A Pascasio lo dejaron en una silla de ruedas para que se reponga, cerca de la entrada principal del hospital. La gente entraba y salía, molesta por el objeto, corría un poco la silla, lo daban vuelta, y el que seguía lo hacía avanzar un poco más. Al comenzar a rehabilitarse se dio cuenta que era un estorbo en la mitad de la vereda. Trató de levantarse apoyándose en el rodado, que al no estar frenado se le vino encima. Su cara contra el mosaico, la prótesis dental fue a parar al agua estancada. Dos tipos que pasaban, lo levantaron, comentaron entre sí “la indiferencia de la gente, que mejor no morir de viejo”, lo apoyaron en la pared del hospital y se tomaron un taxi. Pascasio avanzó apoyado en la pared, en la parada del colectivo se sostuvo en el palo y sacó del bolsillo las monedas. Un grandote vino de atrás, lo tomó del cinturón, el pendejo del primer asiento no pudo hacerse el distraído, así que con la pachorra del mundo se lo cedió. Era de noche cuando lo bajaron en la terminal, menos mal que vivimos a una cuadra. Yo estaba tomando mate en el puerta, él venía tambaleándose entre árboles y postes, me apresuré para ayudarlo.

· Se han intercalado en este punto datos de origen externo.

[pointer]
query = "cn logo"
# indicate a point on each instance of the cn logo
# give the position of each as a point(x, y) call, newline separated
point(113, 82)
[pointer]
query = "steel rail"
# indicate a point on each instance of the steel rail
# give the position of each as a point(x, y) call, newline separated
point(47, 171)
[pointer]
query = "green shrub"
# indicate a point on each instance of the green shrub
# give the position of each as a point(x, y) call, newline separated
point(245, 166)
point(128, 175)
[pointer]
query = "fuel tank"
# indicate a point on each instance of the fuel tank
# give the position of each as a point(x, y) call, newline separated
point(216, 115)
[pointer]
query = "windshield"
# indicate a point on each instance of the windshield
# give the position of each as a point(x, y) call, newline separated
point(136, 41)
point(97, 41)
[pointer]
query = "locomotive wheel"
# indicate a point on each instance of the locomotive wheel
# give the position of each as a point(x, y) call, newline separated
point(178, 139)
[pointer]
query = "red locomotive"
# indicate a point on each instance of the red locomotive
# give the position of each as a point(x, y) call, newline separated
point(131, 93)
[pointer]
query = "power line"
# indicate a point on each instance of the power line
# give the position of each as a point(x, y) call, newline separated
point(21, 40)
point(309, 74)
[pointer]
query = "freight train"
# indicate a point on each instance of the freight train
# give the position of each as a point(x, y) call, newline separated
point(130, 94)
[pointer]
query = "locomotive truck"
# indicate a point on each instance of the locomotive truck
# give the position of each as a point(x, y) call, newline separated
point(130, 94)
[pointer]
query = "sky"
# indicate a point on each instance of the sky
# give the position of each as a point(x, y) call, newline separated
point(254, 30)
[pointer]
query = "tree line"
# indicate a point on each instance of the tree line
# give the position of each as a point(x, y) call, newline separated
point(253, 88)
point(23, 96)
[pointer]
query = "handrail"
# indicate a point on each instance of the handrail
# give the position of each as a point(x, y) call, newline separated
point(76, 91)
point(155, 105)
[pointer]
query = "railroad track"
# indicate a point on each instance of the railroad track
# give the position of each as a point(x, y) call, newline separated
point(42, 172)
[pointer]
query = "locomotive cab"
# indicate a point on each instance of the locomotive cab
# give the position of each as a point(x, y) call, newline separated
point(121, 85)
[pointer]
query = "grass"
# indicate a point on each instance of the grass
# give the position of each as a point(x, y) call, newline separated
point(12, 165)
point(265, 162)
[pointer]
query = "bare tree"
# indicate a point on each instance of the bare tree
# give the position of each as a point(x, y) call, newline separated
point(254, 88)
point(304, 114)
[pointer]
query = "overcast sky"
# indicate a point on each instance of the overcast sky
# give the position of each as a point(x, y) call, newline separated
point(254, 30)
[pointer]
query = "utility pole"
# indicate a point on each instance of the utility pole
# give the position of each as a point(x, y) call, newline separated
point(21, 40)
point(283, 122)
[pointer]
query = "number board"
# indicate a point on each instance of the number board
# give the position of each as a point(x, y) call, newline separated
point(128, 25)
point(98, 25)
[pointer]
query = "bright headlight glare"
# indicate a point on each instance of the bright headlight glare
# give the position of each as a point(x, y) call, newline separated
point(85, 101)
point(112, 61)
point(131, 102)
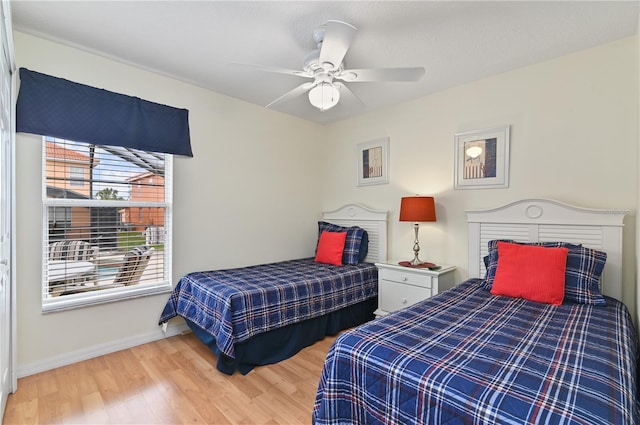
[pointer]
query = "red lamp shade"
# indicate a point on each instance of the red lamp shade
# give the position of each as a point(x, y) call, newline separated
point(417, 209)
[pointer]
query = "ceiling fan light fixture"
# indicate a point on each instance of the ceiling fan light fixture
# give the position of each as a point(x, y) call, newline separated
point(324, 96)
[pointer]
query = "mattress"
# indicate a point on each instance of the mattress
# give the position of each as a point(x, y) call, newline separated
point(466, 356)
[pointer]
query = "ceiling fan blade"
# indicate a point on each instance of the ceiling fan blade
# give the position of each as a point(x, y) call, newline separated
point(301, 89)
point(381, 74)
point(273, 69)
point(337, 39)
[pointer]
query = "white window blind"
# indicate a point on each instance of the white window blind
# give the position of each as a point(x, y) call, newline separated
point(106, 223)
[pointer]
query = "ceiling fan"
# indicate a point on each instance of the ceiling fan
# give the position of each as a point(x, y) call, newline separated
point(325, 65)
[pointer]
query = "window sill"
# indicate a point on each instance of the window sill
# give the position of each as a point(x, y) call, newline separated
point(87, 299)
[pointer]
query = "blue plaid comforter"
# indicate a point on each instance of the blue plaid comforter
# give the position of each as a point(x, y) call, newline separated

Cuando estuve cerca ví su estado, no lo pude creer, y pedí auxilio a los vecinos. Lo pusimos en su cama, una doña le preguntó si lo habían asaltado, él no tenía aire para contestar. Sin embargo a mi me guiñó un ojo, tomándome el brazo para que me acercara. Desdentado y baboso me dijo: “me violaron”, después creo que trató de dibujar una sonrisa. Lo dejamos durmiendo y reponiéndose. Al día siguiente me contó, mientras lo escuchaba, se me ocurrió un título para una obra de teatro, “peripecias de la mutual”. Bueno, hoy lo velamos, y armar este velatorio, no es la historia vivida por Pascasio, esta la estamos viviendo nosotros.